Save writes state_dict.pt (PyTorch weights, on CPU) plus predictor.json (carries the factory’s module + qualname, the input dim, and the Bregman-loss spec). Load re-imports the factory by qualname, rebuilds the module, and calls load_state_dict.

For built-in estimands the metadata round-trips automatically. For a custom Estimand, pass estimand= to load.

Sklearn integration

RieszNet is a BaseEstimator, so it composes with clone, GridSearchCV, cross_val_predict, Pipeline. See Tuning and cross-fitting.

Loss support

Loss	Supported	Link	Notes
`SquaredLoss`	✅	identity	Default. Works on every estimand.
`KLLoss`	✅	exp	Density-ratio targets only (TSM, IPSI). Requires non-negative m-coefficients.
`BernoulliLoss`	✅	sigmoid	Forces α̂ ∈ (0, 1). Density-ratio targets only.
`BoundedSquaredLoss(lo, hi)`	✅	scaled-sigmoid	Forces α̂ ∈ (lo, hi). Works on every estimand.

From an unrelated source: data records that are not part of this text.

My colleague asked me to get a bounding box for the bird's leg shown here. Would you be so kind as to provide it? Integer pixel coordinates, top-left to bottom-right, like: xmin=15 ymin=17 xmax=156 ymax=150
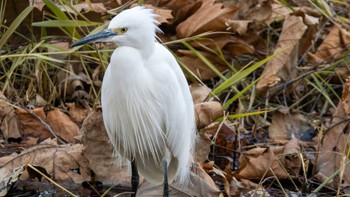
xmin=163 ymin=160 xmax=169 ymax=197
xmin=131 ymin=160 xmax=140 ymax=197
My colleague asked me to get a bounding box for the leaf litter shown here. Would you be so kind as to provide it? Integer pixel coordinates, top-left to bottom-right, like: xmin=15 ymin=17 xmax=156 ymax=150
xmin=0 ymin=0 xmax=350 ymax=196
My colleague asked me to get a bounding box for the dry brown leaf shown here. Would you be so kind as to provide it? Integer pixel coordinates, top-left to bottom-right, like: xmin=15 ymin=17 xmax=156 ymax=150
xmin=28 ymin=0 xmax=45 ymax=11
xmin=225 ymin=20 xmax=252 ymax=35
xmin=316 ymin=78 xmax=350 ymax=187
xmin=236 ymin=0 xmax=272 ymax=21
xmin=16 ymin=107 xmax=80 ymax=143
xmin=81 ymin=111 xmax=131 ymax=187
xmin=189 ymin=32 xmax=254 ymax=56
xmin=0 ymin=139 xmax=90 ymax=184
xmin=256 ymin=15 xmax=307 ymax=94
xmin=190 ymin=83 xmax=211 ymax=104
xmin=0 ymin=166 xmax=25 ymax=196
xmin=179 ymin=50 xmax=227 ymax=80
xmin=0 ymin=91 xmax=21 ymax=139
xmin=66 ymin=103 xmax=90 ymax=123
xmin=264 ymin=1 xmax=292 ymax=25
xmin=144 ymin=4 xmax=174 ymax=24
xmin=235 ymin=147 xmax=288 ymax=179
xmin=194 ymin=101 xmax=223 ymax=129
xmin=282 ymin=138 xmax=302 ymax=176
xmin=269 ymin=111 xmax=315 ymax=141
xmin=223 ymin=34 xmax=259 ymax=57
xmin=176 ymin=0 xmax=237 ymax=38
xmin=308 ymin=25 xmax=350 ymax=63
xmin=145 ymin=0 xmax=202 ymax=25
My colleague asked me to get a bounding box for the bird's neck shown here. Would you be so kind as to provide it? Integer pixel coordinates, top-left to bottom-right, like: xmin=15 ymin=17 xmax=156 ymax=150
xmin=135 ymin=40 xmax=156 ymax=59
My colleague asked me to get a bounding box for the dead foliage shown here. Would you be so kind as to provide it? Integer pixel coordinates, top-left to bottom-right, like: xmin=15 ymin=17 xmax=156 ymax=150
xmin=0 ymin=0 xmax=350 ymax=196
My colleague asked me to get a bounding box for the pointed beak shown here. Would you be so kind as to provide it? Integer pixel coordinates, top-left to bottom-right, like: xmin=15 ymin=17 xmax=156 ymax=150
xmin=71 ymin=29 xmax=118 ymax=48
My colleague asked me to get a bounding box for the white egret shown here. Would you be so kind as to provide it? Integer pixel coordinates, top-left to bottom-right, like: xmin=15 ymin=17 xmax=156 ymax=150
xmin=72 ymin=6 xmax=195 ymax=196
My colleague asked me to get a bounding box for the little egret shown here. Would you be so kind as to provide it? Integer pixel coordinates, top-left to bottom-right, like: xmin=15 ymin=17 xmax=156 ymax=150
xmin=72 ymin=6 xmax=195 ymax=196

The autograd implementation matches the analytic gradient in the loss spec exactly — verified per loss in the test suite.

Device, dtype, reproducibility

The training loop seeds torch, torch.cuda, and a torch.Generator for the data loader, so single-device fits are reproducible run-to-run on the same hardware. Bitwise reproducibility on CUDA across machines is not promised; torch.use_deterministic_algorithms is not enabled by default because it slows training significantly.

device="auto" picks cuda → mps → cpu in that order. dtype="float64" runs end-to-end in double precision, useful for tightly-coupled gradient checks but slower.